Collecting Pretty Marigold Seeds and Displaying For Fall

Marigolds are pretty amazing flowers. They are stare-at-the-sun bright, strong, bloom all summer, grow bigger than mums, deer won’t eat them, bugs avoid them and they help keep bugs away from food grown near them. I generally don’t plant flowers (that is my daughter’s area) but I am a big fan of marigolds.

My daughter may end up planting flowers for the farmer’s market, but marigolds belong to my youngest son. He plans to sell seeds and seedlings, but kids get busy and lose interest, so we will see. His 4H class project from 4th grade was one little seedling in a Styrofoam cup, and that has become the bumper crop of marigold seeds we have now. It was a busy summer when we popped the little seedling into the landscaping and went on visits to grandma, football camps,and vacation. By the time school started the marigold had flourished despite utter neglect. My son was proud of himself, but I completely missed the opportunity to capitalize on that.

Luckily, the amazing Marigold gave me a second chance when three small volunteer seedlings popped up the next Spring.

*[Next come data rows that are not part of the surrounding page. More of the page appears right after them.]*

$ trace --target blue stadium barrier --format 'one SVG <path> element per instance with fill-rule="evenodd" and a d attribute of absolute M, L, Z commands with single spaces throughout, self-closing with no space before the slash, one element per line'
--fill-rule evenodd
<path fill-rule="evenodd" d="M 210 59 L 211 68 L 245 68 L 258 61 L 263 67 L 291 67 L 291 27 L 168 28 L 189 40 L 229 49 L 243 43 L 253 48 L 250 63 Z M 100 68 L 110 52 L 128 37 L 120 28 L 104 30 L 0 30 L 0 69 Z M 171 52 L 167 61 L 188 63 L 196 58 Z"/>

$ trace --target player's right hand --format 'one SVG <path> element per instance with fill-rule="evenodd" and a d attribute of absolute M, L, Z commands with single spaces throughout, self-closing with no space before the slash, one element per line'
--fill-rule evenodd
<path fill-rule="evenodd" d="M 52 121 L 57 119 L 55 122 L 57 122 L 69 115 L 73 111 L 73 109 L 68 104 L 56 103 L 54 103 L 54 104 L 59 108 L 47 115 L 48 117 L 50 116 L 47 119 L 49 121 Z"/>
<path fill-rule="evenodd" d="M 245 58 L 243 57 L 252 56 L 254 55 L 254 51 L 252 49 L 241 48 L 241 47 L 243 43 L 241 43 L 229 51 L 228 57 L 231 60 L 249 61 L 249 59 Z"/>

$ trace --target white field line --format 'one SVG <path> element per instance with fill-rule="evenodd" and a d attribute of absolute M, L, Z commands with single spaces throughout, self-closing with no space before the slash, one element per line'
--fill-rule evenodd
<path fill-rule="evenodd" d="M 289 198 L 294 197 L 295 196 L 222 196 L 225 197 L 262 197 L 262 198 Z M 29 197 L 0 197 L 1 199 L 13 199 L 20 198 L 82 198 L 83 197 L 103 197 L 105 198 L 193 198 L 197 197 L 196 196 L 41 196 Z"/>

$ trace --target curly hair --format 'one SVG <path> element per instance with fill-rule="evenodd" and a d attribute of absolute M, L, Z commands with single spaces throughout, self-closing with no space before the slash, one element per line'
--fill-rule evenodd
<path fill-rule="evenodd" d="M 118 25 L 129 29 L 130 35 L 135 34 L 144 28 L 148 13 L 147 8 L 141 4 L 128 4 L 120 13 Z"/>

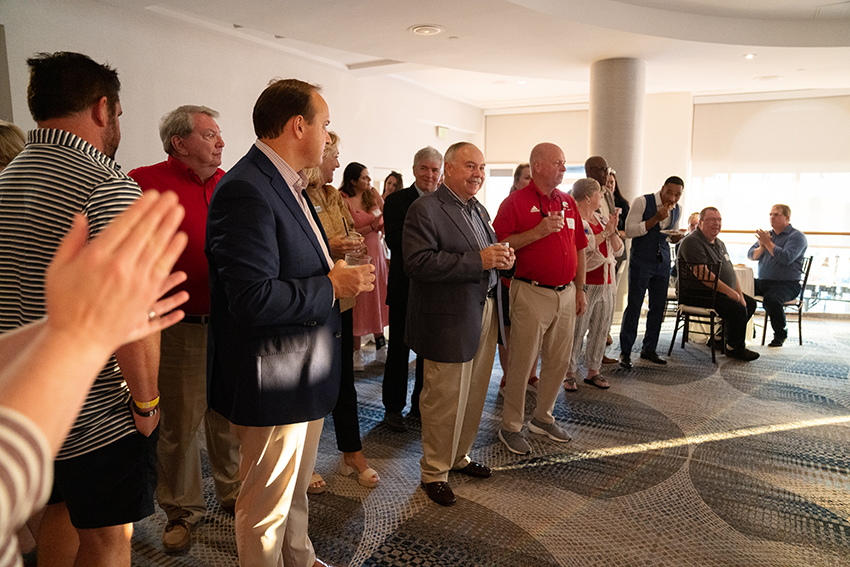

They grew to massive proportions and spread over the sidewalk forcing us all to walk into the grass. That year was my first attempt to harvest seeds and I did it wrong. I cut the plants off at the ground after a rain and put them in a huge plastic tub to dry. The plants started to decay and some of the seeds began to mold…it was an ugly black mess. A close-up of the 2019 seeds shows they are viable, but certainly not center-piece worthy.

The summer of 2020 I threw some marigold seeds directly into the sticky red clay even though construction was still going on and they were constantly trampled. The amazing marigolds survived! When construction was finally over they really took off! I can’t be sure, but I think I have enough seeds here for more than an acre of marigolds….if I really want to keep the deer away!

It is easy to pull the seeds right out of the flower head, so that’s how I harvested them in 2020. I needed a break from digging, so I sat on the ground and harvested them on a 70 degree day. You could also cut them off at the ground and do this at a table. Instead of saving the whole head, skip that step and just pull them out so the drying process can speed up. Don’t use a plastic bag or container if you can avoid it even though a bag can be a headache in the wind. If you must use a plastic container transfer it to a paper bag (keep top open if you have a lot like we do here) as soon as you can and try to remember to shake it or run your hand through it often to help release moisture. You’ll notice that all of these seeds came out as black spikes.

Light brown seeds are like the little white seeds you see in a watermelon…they didn’t get a chance to fully develop like the big black watermelon seeds. They likely won’t germinate or if they germinate they will only grow a puny little plant. A few came out as light brown, so I tossed the light brown ones directly into the garden…if they are viable they will grow, but I don’t have to tie up any space for them.

Because of when I timed the seed harvest, there were still a few orange petals attached. It is so pretty and different it’s hard to keep your hands out of it. Smells like potpourri when you stir it and piles like magnetic/kinetic sand.

It will make a nice fall display for a few days to encourage my youngest in his ‘business plan’. Then they will go back into a brown paper bag to allow them to finish drying out. No top soil has been moved to the garden yet, so marigolds might be the only thing I am able to grow directly in the soil in 2021, and I’m ok with that.